The design of the proposed device can be illustrated by the following examples.

Example 1. The layout of the identification device was assembled on a flexible mounting tape made of a polyimide film coated with a 10 μm thick aluminum layer. Conducting patch tracks were formed with a resolution of thin-film lithography (width 50 μm). The length of the tracks, and therefore the initial dimensions of the tape segment, was chosen from the need to obtain a resonant frequency of 13.6 MHz with a loop capacitance of 180 pF. The path inductance was 1.015 μH, and the dimensions of the circuit board when folded were 2.5 × 1.5 mm. An organosilicon compound was used to glue board layers.

Example 2. In a similar manner to that described in Example 1, a polyimide circuit board with dimensions of 2.5 × 3.5 mm was manufactured. A frameless IC was mounted on the board, then the board was folded, its edges glued together and it was placed in a wire inductor with an inner diameter of 2 mm. The resulting microassembly was tested as part of an identification system operating at a frequency of 150 kHz. The detection range was 62 m.

Using the proposed design of the identification device in comparison with the prototype provides a reduction in size, expands the range of operating temperatures, allows the use of group methods of microelectronic technology in its manufacture and, accordingly, reduce the complexity. Thanks to this, the scope of such identification devices is expanding.

Sources of information

1. Patent WO 99/13441, MKI G 08 B 13/187, application dated 09.09.1998.

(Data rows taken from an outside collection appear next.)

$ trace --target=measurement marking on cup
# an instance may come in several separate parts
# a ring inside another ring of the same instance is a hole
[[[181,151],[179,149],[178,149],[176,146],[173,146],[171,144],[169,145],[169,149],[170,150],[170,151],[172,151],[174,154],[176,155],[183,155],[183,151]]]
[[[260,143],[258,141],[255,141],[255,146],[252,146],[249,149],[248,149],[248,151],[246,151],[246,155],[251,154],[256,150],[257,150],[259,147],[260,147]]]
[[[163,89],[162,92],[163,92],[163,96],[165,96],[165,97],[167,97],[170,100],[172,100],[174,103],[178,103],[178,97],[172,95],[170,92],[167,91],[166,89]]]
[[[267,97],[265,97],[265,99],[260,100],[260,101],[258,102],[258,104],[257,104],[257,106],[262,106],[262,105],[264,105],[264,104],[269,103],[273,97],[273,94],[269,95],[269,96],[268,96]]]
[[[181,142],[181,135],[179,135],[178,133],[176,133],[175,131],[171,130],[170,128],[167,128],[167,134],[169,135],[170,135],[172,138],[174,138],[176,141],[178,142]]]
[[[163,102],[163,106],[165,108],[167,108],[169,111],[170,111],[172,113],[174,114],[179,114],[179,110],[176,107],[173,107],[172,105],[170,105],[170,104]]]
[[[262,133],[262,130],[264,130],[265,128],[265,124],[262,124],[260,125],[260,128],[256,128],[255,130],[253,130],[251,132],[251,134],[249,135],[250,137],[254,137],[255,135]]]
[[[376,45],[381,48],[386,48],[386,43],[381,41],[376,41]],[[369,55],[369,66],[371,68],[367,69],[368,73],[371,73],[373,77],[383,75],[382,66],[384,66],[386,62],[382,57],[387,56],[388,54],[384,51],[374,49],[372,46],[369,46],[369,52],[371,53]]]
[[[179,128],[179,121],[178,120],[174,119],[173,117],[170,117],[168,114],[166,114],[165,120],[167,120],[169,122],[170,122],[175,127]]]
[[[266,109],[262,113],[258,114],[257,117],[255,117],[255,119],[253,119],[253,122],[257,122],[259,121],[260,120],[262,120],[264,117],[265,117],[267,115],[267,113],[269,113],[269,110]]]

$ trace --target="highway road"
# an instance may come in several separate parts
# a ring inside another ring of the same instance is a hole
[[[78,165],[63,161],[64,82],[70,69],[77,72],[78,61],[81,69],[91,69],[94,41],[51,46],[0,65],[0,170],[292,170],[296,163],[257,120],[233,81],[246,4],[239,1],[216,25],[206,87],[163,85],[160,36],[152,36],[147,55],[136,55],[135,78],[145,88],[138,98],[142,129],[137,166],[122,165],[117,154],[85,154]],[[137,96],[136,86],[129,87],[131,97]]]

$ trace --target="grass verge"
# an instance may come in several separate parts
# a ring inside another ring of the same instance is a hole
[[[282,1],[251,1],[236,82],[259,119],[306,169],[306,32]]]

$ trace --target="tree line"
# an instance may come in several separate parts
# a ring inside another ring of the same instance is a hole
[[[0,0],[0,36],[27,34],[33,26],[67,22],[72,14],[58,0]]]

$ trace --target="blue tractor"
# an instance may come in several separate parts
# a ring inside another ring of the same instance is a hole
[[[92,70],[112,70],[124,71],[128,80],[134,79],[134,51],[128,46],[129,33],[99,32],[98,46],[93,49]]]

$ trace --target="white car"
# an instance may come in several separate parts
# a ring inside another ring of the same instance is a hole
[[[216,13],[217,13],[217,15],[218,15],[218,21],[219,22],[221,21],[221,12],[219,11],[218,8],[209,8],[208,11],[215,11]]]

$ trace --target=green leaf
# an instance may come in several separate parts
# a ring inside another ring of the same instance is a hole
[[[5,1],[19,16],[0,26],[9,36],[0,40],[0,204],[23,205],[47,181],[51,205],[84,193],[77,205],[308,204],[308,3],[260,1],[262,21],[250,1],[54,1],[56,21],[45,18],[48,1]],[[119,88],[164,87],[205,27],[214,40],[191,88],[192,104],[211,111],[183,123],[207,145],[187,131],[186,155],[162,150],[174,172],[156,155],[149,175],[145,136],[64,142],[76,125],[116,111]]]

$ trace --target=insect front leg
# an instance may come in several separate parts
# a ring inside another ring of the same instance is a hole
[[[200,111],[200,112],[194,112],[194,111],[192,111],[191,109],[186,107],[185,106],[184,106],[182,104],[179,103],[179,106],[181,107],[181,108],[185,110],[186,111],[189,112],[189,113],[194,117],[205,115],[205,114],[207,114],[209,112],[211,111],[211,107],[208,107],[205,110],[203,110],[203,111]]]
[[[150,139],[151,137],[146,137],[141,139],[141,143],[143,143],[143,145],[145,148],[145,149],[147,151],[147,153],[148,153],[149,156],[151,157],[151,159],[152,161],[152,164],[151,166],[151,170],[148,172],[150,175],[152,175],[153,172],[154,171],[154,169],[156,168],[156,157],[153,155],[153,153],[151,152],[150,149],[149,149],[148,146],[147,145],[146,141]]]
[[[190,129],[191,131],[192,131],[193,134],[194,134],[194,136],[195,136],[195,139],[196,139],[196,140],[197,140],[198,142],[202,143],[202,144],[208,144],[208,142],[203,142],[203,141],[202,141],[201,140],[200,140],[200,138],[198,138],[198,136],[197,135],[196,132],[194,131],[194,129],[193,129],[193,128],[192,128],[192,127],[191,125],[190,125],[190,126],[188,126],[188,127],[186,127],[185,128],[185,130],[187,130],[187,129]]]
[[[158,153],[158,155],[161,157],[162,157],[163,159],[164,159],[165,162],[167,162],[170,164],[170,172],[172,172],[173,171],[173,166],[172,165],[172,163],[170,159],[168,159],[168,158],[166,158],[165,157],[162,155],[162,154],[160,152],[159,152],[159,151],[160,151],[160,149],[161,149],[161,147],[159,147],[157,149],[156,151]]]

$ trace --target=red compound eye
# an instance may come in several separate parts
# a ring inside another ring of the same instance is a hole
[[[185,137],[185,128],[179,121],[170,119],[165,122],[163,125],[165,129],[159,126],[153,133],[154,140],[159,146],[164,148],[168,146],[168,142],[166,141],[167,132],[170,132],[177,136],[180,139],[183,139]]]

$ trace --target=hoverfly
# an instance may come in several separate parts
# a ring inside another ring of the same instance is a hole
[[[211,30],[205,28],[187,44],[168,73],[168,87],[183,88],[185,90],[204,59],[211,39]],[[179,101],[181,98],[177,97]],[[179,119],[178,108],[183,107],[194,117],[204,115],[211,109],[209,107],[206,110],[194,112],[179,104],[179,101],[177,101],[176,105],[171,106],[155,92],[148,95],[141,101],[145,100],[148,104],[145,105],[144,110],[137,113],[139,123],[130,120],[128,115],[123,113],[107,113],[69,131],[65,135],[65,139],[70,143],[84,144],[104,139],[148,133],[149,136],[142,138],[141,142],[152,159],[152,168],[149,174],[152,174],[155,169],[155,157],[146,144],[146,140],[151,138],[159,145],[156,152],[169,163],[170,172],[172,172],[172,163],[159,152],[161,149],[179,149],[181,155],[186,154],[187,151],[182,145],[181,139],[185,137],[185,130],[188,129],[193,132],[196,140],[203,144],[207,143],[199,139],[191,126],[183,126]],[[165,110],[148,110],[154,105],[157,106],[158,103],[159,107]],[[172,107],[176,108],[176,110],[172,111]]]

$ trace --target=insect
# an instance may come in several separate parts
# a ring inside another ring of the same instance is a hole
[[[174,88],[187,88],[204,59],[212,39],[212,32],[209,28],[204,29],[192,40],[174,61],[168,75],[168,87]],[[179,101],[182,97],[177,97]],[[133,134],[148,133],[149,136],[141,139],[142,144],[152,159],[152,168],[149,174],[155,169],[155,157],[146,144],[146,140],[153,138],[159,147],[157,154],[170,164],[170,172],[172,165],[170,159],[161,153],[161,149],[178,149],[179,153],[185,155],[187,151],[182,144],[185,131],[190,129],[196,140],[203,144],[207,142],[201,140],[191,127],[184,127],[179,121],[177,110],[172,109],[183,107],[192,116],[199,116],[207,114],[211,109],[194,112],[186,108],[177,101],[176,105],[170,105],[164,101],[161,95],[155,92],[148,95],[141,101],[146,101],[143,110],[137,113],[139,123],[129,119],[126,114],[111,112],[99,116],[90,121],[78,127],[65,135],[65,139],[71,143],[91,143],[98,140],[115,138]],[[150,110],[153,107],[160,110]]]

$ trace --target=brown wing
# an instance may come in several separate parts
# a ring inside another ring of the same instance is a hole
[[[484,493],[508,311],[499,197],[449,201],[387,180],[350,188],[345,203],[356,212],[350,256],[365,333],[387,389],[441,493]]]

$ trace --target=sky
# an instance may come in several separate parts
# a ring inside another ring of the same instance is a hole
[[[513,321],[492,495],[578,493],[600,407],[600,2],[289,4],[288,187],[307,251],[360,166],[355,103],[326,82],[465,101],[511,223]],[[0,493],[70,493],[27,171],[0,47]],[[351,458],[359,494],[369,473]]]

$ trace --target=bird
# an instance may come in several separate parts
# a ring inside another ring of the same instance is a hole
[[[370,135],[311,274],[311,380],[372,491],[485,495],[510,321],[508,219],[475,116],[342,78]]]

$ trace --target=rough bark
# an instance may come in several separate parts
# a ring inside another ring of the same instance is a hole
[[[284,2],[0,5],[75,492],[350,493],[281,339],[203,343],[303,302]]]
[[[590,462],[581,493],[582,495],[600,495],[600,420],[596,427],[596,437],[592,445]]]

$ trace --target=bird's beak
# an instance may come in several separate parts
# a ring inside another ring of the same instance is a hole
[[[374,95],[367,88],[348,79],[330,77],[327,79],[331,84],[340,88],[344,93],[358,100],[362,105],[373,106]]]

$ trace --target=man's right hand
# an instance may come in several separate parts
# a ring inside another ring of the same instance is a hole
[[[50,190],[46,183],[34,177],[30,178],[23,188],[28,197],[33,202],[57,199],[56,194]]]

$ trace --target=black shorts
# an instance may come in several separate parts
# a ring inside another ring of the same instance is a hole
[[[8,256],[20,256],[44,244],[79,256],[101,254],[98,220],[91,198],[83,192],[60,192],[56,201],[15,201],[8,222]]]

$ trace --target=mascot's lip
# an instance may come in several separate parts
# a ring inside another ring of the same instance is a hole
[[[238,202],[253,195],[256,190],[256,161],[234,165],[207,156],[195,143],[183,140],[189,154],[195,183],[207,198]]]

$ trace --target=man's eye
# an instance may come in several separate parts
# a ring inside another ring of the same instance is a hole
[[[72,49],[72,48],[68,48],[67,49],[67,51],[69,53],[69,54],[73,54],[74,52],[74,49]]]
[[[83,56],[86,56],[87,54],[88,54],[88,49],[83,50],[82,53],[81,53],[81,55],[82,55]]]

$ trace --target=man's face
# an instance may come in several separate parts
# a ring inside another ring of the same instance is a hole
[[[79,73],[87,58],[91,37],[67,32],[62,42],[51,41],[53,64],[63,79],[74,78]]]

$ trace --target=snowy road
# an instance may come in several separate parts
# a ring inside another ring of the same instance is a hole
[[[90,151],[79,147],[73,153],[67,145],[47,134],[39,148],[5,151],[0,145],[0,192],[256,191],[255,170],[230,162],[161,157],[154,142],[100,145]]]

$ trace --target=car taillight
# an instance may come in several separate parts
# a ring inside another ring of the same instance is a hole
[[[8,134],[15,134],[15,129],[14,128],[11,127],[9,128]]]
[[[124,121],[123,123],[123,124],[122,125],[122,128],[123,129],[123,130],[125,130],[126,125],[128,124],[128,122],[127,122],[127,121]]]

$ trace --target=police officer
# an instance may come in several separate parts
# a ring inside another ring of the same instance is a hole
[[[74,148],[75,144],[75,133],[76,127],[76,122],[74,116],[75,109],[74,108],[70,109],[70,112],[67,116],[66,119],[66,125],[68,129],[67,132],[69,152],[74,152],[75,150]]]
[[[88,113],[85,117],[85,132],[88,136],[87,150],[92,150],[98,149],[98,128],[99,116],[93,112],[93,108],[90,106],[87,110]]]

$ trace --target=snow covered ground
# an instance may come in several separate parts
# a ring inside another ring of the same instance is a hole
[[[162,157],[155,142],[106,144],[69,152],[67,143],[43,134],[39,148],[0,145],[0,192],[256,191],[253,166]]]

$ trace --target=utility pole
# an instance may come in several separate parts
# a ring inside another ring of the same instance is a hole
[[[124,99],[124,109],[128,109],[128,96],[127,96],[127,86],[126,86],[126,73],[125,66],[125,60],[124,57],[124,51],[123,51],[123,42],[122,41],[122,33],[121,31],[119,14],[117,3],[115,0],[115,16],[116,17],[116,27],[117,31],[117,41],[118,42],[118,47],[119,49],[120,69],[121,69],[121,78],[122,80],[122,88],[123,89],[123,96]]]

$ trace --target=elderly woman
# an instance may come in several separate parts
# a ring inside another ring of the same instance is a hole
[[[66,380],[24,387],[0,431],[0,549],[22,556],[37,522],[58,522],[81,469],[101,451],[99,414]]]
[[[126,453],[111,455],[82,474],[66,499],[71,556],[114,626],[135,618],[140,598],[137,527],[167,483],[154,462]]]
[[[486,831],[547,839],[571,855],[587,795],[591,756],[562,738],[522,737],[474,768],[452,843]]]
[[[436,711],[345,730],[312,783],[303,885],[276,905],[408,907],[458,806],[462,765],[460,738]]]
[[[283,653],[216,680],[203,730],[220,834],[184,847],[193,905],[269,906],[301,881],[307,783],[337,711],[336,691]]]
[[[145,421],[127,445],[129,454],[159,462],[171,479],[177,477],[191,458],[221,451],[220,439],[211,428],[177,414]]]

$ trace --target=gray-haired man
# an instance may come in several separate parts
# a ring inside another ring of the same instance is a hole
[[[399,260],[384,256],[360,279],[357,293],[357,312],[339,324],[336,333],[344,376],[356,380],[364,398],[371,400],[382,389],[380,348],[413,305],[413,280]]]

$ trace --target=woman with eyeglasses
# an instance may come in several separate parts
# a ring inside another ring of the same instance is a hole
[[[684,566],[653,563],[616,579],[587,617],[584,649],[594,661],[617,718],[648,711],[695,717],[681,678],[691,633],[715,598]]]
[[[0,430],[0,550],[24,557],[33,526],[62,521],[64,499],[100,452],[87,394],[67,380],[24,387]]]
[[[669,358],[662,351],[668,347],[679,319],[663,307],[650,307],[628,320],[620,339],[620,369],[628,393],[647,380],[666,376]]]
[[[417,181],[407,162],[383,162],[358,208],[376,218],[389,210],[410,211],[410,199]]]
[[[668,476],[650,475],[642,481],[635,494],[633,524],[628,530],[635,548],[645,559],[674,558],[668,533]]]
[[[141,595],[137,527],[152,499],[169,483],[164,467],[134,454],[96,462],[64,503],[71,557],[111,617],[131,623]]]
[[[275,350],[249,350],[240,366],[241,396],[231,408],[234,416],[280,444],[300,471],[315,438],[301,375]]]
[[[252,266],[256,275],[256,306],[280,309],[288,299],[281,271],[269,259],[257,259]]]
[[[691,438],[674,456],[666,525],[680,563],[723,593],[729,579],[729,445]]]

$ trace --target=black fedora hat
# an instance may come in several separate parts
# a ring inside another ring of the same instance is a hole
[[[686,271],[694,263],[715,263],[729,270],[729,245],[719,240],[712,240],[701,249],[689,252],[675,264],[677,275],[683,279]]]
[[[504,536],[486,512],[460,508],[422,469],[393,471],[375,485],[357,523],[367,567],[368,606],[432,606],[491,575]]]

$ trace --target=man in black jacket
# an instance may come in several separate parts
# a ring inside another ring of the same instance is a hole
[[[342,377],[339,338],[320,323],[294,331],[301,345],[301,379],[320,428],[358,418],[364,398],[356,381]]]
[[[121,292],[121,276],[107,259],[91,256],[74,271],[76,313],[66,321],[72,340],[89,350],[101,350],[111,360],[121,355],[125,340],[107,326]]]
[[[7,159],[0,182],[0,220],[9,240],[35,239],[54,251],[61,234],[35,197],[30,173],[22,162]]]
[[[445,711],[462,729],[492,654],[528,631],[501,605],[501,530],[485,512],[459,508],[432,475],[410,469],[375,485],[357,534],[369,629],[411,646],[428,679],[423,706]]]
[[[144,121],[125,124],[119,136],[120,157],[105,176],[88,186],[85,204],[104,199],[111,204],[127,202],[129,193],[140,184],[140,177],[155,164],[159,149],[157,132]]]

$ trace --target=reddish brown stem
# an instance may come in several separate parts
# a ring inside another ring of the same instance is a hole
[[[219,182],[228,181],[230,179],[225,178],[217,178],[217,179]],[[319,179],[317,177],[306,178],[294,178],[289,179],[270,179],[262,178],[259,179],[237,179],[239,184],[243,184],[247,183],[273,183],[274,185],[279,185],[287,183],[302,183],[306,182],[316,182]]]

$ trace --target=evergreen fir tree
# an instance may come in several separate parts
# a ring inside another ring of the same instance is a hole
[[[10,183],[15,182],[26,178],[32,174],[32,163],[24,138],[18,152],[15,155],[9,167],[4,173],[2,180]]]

2. Patent WO 98/40930, MKI G 08 B 13/14, application dated 03.03.1998.

Claims (2)

1. An identification device containing an open-circuit integrated circuit for recording and issuing identification information, an inductor and a capacitor forming an antenna for bi-directional contactless communication, and a mounting plate for mounting device elements, characterized in that the mounting plate is made of polyimide tape with one-side metallization, on which two electrical conductive paths are formed in the longitudinal direction, and the tape is folded several times with a bend radius of at least the thickness of the com mutation paths and glued between folded parallel sections of glue with a thickness of the adhesive joint is not less than the thickness of the conductors of the switching paths. 2. The device according to claim 1, characterized in that the coil and / or capacitor are formed by separate segments of two switching tracks located in parallel sections of the folded tape and interacting with magnetic or electric fields.